The goal of any program committee is to select the "best" papers, but by what criterion should we judge which papers are best for the SIGCOMM conference? It is the opinion of the SIGCOMM Technical Steering Committee that we should evaluate papers based on their potential to have lasting intellectual and/or practical impact, in the hope that SIGCOMM-sponsored conferences will publish those papers that are most likely to change how the research community thinks about networks and network-based systems.
This may seem an obvious statement, and indeed we hope it meets with wide agreement within the SIGCOMM community. However, it has at least two important implications for how papers should be reviewed.
First, reviewers should pay attention to both intellectual and practical impact; just because a paper's contribution cannot be deployed in the foreseeable future need not eliminate it from consideration. Reviewers should give some deference to any paper that has the potential to change how we think about such systems, even if not in the form of a novel and/or practically deployable mechanism. Similarly, reviewers should respect a paper that combines, extends, or evaluates ideas in a novel way---the publication of an early work should not preclude someone else from publishing a stronger, more mature paper about the same idea.

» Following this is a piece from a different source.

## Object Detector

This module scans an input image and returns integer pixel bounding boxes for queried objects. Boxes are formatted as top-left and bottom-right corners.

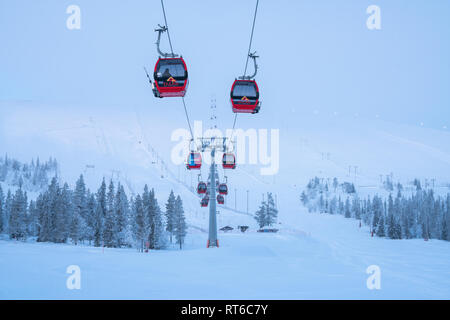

Second, we believe a paper's long-term impact depends more on its core result than on its minor flaws. Thus, when evaluating papers, the initial focus should be on the degree to which a paper's core result, assuming it is correct, is likely to have impact. Only then should the committee assess whether the potential impact is undermined by methodological problems, inappropriate assumptions, or other flaws in execution.
Many within the SIGCOMM community feel that reviewing has become too negative. In fact, one issue of CCR contained no technical papers, because the reviewers found all current submissions wanting. This is unfortunate, because our goal should be to make progress, not achieve perfection. Also, reviews that take an excessively negative tone towards an imperfect paper can discourage authors (especially students), and can reduce confidence in the fairness of the review process.
We hope that valuing both intellectual and practical impact (i.e., not excluding contributions that are more conceptual in nature, and not focusing overly much on near-term deployability) and strictly ordering reviewing priorities (potential impact considered first, and execution flaws only to the extent they undermine that impact) will lead to a more positive reviewing process, one that maximizes the impact of our conferences and the scientific progress made in our field.